Placental transfer of lead occurs in humans as early as the 12th week of gestation and
continues throughout development. Young children absorb 4–5 times as much lead
as adults, and the biological half-life may be considerably longer in children than in
adults. Lead is a general toxicant that accumulates in the skeleton. Infants, children
up to 6 years of age and pregnant women are most susceptible to its adverse health
effects. Inhibition of the activity of d-aminolaevulinic dehydratase (porphobilinogen
synthase; one of the major enzymes involved in the biosynthesis of haem) in children
has been observed at blood lead levels as low as 5mg/dl, although adverse effects are
not associated with its inhibition at this level. Lead also interferes with calcium metabolism,
both directly and by interfering with vitamin D metabolism. These effects have
been observed in children at blood lead levels ranging from 12 to 120mg/dl, with no
evidence of a threshold. Lead is toxic to both the central and peripheral nervous
systems, inducing subencephalopathic neurological and behavioural effects. There is
electrophysiological evidence of effects on the nervous system in children with blood
lead levels well below 30mg/dl. The balance of evidence from cross-sectional epidemiological
studies indicates that there are statistically significant associations
between blood lead levels of 30mg/dl and more and intelligence quotient deficits of
about four points in children. Results from prospective (longitudinal) epidemiological
studies suggest that prenatal exposure to lead may have early effects on mental
development that do not persist to the age of 4 years. Research on primates has supported
the results of the epidemiological studies, in that significant behavioural and
cognitive effects have been observed following postnatal exposure resulting in blood
lead levels ranging from 11 to 33mg/dl.

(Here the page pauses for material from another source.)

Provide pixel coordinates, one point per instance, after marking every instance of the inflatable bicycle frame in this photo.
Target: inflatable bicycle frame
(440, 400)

Renal tumours have been induced in experimental
animals exposed to high concentrations of lead compounds in the diet, and
IARC has classified lead and inorganic lead compounds in Group 2B (possible human
carcinogen). However, there is evidence from studies in humans that adverse neurotoxic
effects other than cancer may occur at very low concentrations of lead and that
a guideline value derived on this basis would also be protective for carcinogenic effects.